Scattered in various galleries around Krakow were stories of humour, tragedy, strangeness and ordinariness - all quite believable though always with a hint of the uncanny. The various exhibitions are too numerous to mention, but one story struck a chord, and finds poignant roots in Poland's dark history. This is the sad tale of a photographer called Dora Fobert (born in 1925) during her time in the Warsaw ghetto. It is a piece of fiction that sounds as authentic as the almost unbelievable story of Oskar Schindler, whose infamous factory in Krakow is now the site of the impressive and newly constructed MOCAK (Museum of Contemporary Art). Fobert's last photographs were hastily printed and chemically unfixed, before being taken by the SS, and can only be shown in daylight behind red glass. The effect is imbued with multiple meanings; the fragility of life, the impossibility of fixing a moment, the frustration of not seeing and how photography is a process. The story also tells of how the Nazis vilified the Jewish woman as a bohemian, free thinking seductress, opposed to the idealisation of Aryan women - dressed in uniform, hair tied back, restrained and orderly. These photographs are the last act of defiance and reveal old and young Jewish women posing nude for Fobert's studio camera in an expression of freedom.

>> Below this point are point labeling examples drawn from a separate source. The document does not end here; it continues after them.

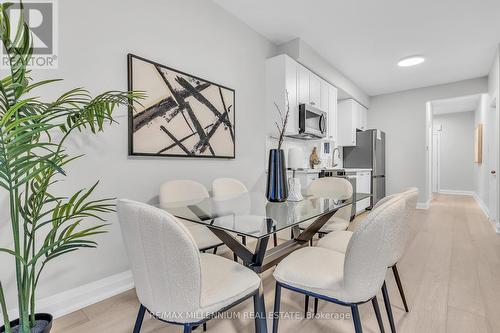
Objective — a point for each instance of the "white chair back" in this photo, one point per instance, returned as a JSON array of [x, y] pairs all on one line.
[[223, 187], [333, 187], [370, 248], [163, 256], [182, 190], [403, 229]]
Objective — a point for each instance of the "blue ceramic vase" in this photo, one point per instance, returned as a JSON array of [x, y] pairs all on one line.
[[277, 187]]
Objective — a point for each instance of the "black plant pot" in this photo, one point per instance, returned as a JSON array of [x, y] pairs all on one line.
[[277, 187], [43, 320]]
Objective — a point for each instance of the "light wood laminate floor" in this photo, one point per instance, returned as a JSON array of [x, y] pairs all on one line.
[[450, 272]]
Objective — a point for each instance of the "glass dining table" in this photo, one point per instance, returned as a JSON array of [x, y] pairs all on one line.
[[251, 215]]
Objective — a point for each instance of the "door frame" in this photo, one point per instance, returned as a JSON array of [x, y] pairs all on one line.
[[493, 137], [436, 159]]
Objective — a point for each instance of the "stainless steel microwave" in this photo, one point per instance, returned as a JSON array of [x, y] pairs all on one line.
[[312, 122]]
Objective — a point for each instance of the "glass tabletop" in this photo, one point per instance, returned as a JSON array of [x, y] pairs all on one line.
[[250, 214]]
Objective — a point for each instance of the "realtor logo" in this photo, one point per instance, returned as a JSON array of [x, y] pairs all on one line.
[[41, 18]]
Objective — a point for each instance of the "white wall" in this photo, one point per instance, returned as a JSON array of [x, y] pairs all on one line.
[[197, 37], [481, 170], [402, 116], [494, 93], [307, 56], [456, 151]]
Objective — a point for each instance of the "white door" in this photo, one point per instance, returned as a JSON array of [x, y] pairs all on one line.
[[314, 90], [324, 95], [493, 160], [332, 113], [436, 163], [303, 85]]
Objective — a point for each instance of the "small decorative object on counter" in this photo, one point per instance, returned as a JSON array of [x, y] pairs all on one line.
[[295, 161], [314, 160], [277, 189]]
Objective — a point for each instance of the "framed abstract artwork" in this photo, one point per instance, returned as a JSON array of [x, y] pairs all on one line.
[[182, 115]]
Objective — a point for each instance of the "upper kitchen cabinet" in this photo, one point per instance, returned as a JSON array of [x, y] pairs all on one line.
[[332, 113], [284, 74], [352, 116], [303, 84], [282, 77], [325, 93], [312, 89]]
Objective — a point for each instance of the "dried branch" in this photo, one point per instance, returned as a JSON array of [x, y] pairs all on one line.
[[283, 120]]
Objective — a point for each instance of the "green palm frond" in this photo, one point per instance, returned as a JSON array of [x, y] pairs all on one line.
[[33, 160]]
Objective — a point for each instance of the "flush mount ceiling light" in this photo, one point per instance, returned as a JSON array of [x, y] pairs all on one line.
[[411, 61]]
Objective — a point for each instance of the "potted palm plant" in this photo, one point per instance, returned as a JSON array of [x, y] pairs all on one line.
[[44, 226]]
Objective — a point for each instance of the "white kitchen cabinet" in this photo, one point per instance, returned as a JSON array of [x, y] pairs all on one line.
[[325, 93], [332, 113], [282, 77], [346, 123], [362, 118], [284, 74], [363, 185], [314, 90], [351, 117], [303, 84]]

Dora Fobert, from the archive of Adela K. circa 1942

What is ALIAS then, and how should it be remembered? The curators boldly claimed that this concept was to be an experiment and an experiment is a method of testing with the goal of explaining the nature of reality. It is rare to find festivals that proclaim such an experimental and admirable model. Though definitions should matter little, this festival is really an art festival more than it is a photography festival and because of this it has opened up a real Pandora's box. One question it asks is that in a world confused with the ever-mounting proliferation of imagery are we really better informed and especially from photography that reports the ‘truth’? Given Chanarin and Broomberg's trajectory from documentary photographers to constructors of photography this process lends credibility to the concept of ALIAS, in other words it is not being different for the sake of being different, rather it is logical and emotional conclusion. We are perhaps more intellectually astute about the role of photography than ever before and therefore we are better able to deal with conceptual festivals such as ALIAS that suggests that the truth is better understood from the perspective of non- truth.

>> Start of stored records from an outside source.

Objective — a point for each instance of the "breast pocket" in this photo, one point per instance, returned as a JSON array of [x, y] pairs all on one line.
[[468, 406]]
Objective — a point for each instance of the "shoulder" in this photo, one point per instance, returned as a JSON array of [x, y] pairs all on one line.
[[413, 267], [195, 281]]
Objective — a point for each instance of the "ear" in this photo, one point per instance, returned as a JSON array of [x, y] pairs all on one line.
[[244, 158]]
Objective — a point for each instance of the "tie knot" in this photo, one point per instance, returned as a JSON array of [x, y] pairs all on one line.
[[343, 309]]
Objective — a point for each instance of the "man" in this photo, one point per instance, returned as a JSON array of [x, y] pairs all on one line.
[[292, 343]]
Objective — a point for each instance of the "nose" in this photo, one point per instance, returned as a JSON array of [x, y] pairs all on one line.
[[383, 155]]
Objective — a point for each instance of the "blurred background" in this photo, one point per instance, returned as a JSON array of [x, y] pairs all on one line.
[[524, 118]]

ALIAS is by no means a festival of easy gratification; it is the antithesis of a spectacular and populist festival since it demands contemplation from the audience, and this, surely, is no bad thing. Those who resist are probably looking for work that is easily digestible and grumble at having to exist outside their comfort zone. But the mischievousness of this festival is highly enjoyable and perhaps raises the thinking behind future happenings even if this is in danger of alienating the local population.

One of the reasons for ShowOFF, than other to simply showcase new Polish photography, was perhaps to address the issue of the difficulties of ALIAS by inviting curators to realise more 'conventional' exhibitions, but no less interesting for that. ShowOFF was curated by Polish photographers and theorists such as Kuba Swircz, Magda Wunsche and Rafat Milach to select and featured the work of Ula Klimek, Karol Kaczorowski and Yulka Wilam to name but a few. The work is young and fresh, with a tendency towards the conceptual, and perhaps points to the future of Polish art photography.

All of this takes place in the wonderful city that is Krakow. With its rich cultural and historical diversity it continues to fascinate and is right on time for a festival such as this. In a sense, Photomonth Krakow is the Arles of the East; everything is within easy walking distance and beyond the photography there is much more to be seen.